Looking through the window of time and observing the young boy watching the caravan of death roll by, detached, satisfying his curiosity of the event, void of other emotions. Probably a little scared.

Disappeared David was but the tip of an iceberg concealing significant early trauma. I knew nothing, nothing about the details of my father's childhood. This was not discussed in our home.

The memoir is strikingly haphazard. It took me the better part of an afternoon to compose a rough chronology of his early years. The lack of coherence is meaningful. Trauma disrupts memory. Some memories (the traumatic ones) are engraved in laser-like detail, but sequencing is patchy.

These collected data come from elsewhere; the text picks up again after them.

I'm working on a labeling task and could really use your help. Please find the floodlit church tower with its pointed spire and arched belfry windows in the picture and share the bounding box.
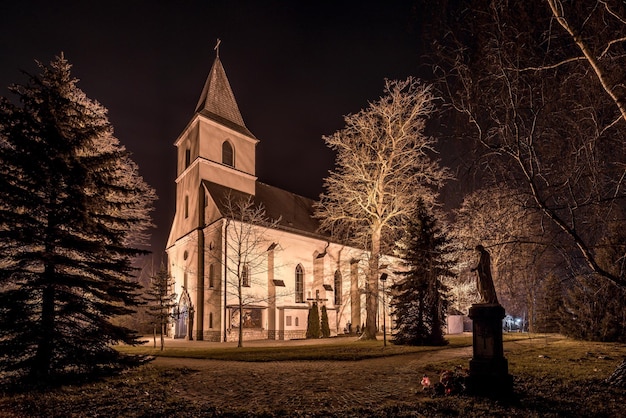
[166,48,259,339]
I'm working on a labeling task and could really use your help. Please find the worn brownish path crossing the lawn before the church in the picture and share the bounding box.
[151,339,539,411]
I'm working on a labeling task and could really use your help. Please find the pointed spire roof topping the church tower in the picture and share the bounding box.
[195,56,255,138]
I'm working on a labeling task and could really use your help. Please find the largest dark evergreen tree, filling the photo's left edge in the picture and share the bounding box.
[0,56,156,382]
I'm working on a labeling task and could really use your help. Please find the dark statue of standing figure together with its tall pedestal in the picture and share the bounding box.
[467,245,513,397]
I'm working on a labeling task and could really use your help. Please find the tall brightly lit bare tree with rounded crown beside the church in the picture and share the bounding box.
[316,78,450,339]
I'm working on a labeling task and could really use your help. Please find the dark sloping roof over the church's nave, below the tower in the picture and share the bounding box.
[203,180,323,237]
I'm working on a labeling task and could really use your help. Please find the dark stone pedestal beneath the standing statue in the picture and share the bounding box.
[467,303,513,396]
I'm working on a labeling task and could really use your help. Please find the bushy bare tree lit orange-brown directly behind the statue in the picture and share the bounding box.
[454,186,555,326]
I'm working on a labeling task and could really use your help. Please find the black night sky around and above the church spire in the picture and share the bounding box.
[0,0,438,258]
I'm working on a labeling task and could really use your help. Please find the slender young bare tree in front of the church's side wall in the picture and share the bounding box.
[209,194,280,347]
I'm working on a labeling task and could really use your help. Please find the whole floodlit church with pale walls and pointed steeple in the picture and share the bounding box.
[166,50,392,342]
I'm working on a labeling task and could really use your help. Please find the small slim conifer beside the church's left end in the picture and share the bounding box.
[144,266,176,351]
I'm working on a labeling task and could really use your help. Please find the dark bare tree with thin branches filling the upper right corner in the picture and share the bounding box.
[437,1,626,286]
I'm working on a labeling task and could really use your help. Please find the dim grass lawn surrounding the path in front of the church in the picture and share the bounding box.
[0,334,626,418]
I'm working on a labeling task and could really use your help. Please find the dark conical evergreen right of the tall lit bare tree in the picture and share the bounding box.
[390,200,454,345]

The most striking and almost incomprehensible instance of disrupted memory are two directly contradictory narratives of how my father came to the U.S. In narrative #1 he comes in legally through Canada during the Franklin Delano Roosevelt administration. In narrative #2 he comes, I suppose illegally, on a boat smuggled in by "some Arabs" during a treacherous voyage across the straits of Florida, conveyed by car North and deposited in the Bronx with some reluctant relatives: They had no idea that he was coming. Oh, and this was before FDR became president.

A few months before re-reading this "autobiography," as my father termed it, I attended a lecture in which audience members were asked if they had lost close relatives in the Holocaust. I raised my hand. Then I stared at it. I really had no reason to think I had. My upraised hand was obviously lying. My father's family died at the hands of Stalin in Russia. That was always my understanding. Turns out my hand knew something I didn't. Amidst the confusing chronicle of my father's childhood, lies this startling sentence fragment:

(If it) wouldn't have been for that decision (to go to Cuba at age 15), my sister and I would now lay in a common grave with my mother and my older sister Pearl and the rest of the relatives, all liquidated by the Nazis.

Having moved back to Pinsk, which was now Poland, my grandmother and aunt (what happened to the other children?) were in position to be killed by the Germans when they invaded Poland in 1939. I never heard any mention, any reference to this tragedy so near to all of us. Never.

It turns out the David was not the only one to have disappeared.